Le sourd la regardait. Il comprenait cette pantomime. L’œil du pauvre sonneur se remplissait de larmes, mais il n’en laissait couler aucune. Tout à coup il la tira doucement par le bord de sa manche. Elle se retourna. Il avait pris un air tranquille. Il lui dit:

—Voulez-vous que je vous l’aille chercher?

Elle poussa un cri de joie.—Oh! va! allez! cours! vite! ce capitaine! ce capitaine! amenez-le-moi! je t’aimerai!

Elle embrassait ses genoux. Il ne put s’empêcher de secouer la tête douloureusement.

—Je vais vous l’amener, dit-il d’une voix faible. Puis il tourna la tête et se précipita à grands pas sous l’escalier, étouffé de sanglots.

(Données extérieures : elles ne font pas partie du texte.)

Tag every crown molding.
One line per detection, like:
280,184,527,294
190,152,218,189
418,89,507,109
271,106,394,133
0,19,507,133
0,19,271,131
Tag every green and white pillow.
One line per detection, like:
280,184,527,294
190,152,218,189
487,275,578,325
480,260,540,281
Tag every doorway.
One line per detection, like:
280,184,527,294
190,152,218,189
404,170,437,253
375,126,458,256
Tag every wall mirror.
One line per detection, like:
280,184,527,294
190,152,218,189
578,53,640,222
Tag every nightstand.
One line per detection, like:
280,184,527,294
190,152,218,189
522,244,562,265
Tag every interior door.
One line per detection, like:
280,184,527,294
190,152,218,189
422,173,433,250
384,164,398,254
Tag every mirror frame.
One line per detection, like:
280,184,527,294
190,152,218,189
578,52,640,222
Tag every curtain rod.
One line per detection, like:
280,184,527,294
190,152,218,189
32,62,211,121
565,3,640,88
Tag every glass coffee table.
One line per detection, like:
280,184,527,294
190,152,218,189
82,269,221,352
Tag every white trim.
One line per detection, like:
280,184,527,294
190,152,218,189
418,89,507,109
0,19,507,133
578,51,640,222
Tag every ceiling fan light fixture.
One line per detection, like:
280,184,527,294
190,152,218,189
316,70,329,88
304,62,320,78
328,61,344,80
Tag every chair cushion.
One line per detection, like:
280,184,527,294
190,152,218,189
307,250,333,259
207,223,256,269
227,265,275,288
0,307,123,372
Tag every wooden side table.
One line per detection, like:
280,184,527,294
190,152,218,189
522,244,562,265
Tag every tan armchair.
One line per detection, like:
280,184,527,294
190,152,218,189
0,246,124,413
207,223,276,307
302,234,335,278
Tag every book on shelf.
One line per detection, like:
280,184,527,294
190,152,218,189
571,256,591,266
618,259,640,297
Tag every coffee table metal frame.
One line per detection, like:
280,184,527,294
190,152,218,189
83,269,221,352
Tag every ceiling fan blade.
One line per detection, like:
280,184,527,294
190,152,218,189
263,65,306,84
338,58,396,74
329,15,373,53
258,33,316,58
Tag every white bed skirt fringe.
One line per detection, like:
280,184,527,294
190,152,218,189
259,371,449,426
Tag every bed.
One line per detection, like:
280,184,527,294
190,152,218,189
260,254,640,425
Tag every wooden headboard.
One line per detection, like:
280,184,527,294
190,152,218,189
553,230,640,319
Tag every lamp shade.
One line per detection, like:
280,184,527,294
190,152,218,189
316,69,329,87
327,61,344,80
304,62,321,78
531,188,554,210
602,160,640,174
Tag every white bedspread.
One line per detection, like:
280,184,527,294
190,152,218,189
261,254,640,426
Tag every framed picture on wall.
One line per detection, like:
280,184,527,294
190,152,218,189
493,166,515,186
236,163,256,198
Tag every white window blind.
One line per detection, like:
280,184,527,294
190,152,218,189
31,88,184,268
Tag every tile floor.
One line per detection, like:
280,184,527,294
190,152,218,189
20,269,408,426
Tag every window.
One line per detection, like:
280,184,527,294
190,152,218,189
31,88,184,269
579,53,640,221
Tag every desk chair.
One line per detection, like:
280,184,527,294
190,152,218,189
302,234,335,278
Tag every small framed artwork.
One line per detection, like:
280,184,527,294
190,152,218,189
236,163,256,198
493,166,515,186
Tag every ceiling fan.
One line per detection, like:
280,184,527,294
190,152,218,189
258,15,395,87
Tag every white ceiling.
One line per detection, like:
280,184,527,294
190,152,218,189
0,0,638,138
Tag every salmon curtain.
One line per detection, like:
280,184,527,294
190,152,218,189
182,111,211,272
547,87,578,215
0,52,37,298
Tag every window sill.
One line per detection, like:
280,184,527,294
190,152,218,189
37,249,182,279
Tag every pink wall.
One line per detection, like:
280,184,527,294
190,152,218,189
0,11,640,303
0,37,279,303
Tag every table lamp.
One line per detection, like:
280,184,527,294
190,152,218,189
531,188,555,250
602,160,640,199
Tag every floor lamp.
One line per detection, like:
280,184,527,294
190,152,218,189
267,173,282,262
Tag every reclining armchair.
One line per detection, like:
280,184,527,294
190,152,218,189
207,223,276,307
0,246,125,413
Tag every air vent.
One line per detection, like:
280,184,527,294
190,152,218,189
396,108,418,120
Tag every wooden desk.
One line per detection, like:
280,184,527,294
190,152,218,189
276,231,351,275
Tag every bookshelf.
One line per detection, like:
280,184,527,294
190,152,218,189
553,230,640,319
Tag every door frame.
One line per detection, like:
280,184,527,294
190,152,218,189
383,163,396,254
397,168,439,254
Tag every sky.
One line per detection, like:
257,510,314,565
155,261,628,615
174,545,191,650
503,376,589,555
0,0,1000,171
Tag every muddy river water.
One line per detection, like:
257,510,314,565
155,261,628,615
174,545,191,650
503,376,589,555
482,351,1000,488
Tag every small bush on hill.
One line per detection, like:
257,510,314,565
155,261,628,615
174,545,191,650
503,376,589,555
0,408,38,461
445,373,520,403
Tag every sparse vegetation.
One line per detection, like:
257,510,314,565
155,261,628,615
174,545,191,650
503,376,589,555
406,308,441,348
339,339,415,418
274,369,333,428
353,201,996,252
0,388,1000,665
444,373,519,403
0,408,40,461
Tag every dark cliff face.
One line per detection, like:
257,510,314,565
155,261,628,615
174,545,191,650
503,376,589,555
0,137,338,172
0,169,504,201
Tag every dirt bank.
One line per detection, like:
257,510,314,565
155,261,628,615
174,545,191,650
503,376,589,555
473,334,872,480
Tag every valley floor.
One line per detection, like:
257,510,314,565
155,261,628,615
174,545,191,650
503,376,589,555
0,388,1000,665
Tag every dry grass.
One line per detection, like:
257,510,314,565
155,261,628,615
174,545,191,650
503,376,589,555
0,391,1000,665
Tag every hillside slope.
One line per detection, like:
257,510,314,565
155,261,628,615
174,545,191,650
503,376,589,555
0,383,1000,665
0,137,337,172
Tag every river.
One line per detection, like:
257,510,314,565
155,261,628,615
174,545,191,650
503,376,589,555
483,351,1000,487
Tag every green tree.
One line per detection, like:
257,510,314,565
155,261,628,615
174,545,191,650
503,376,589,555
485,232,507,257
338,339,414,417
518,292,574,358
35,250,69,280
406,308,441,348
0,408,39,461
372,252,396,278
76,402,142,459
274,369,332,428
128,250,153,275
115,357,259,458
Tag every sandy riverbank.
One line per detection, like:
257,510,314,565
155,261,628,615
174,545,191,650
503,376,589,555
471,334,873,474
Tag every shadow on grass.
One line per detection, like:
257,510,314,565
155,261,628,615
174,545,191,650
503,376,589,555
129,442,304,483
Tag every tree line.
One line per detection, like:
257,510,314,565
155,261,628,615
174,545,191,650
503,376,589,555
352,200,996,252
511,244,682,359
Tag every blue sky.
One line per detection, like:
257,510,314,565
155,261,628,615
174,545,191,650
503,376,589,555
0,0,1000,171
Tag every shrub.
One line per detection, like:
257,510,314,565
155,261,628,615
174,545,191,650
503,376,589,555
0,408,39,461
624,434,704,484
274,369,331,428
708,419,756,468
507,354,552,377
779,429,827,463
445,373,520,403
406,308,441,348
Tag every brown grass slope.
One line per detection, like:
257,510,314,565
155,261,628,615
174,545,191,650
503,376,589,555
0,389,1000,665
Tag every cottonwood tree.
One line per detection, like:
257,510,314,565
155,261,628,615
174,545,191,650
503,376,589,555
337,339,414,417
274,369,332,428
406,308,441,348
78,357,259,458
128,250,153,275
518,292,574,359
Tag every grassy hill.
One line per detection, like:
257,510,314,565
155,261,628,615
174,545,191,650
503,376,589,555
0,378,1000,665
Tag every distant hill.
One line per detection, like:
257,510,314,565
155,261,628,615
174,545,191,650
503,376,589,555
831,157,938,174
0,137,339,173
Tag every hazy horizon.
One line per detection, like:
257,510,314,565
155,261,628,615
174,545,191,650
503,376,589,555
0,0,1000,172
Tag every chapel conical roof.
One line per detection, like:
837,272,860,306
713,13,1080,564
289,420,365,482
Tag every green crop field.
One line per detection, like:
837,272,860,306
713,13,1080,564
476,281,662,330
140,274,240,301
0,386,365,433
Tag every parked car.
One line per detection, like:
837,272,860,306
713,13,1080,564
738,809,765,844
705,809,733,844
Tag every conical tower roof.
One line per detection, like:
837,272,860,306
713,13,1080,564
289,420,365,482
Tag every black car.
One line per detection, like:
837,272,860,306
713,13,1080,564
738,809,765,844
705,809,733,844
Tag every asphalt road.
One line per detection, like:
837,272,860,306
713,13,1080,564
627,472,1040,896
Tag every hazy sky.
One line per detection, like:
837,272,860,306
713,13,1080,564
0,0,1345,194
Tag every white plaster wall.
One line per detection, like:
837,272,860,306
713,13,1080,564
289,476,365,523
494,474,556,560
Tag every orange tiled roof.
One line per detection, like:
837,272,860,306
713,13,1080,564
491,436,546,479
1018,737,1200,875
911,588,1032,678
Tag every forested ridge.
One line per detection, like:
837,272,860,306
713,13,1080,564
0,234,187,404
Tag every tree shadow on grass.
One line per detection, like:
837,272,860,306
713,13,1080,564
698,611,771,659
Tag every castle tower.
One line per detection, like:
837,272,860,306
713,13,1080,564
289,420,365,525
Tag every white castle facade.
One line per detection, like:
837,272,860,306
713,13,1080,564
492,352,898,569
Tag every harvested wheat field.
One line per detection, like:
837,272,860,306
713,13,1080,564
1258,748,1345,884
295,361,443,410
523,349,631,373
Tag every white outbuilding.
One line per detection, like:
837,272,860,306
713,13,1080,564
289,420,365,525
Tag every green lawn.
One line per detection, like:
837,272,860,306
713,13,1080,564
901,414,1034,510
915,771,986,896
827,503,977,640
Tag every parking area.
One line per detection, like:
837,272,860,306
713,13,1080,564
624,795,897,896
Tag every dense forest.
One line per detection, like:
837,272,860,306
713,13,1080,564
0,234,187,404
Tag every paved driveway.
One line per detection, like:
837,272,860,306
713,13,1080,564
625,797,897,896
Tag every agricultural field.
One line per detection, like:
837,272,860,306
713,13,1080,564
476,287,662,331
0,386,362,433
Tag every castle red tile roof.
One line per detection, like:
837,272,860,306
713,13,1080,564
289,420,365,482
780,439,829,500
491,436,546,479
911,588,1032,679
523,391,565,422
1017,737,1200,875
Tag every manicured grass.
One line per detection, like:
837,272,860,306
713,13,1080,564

Quand il arriva sur la place, il ne vit plus rien que le beau cheval attaché à la porte du logis Gondelaurier. Le capitaine venait d’y entrer.

Il leva son regard vers le toit de l’église. La Esmeralda y était toujours à la même place, dans la même posture. Il lui fit un triste signe de tête. Puis il s’adossa à l’une des bornes du porche Gondelaurier, déterminé à attendre que le capitaine sortît.

C’était, dans le logis Gondelaurier, un de ces jours de gala qui précèdent les noces. Quasimodo vit entrer beaucoup de monde et ne vit sortir personne. De temps en temps, il regardait vers le toit. L’égyptienne ne bougeait pas plus que lui. Un palefrenier vint détacher le cheval, et le fit entrer à l’écurie du logis.

La journée entière se passa ainsi, Quasimodo sur la borne, la Esmeralda sur le toit, Phœbus sans doute aux pieds de Fleur-de-Lys.

Enfin la nuit vint; une nuit sans lune, une nuit obscure. Quasimodo eut beau fixer son regard sur la Esmeralda. Bientôt ce ne fut plus qu’une blancheur dans le crépuscule; puis rien. Tout s’effaça, tout était noir.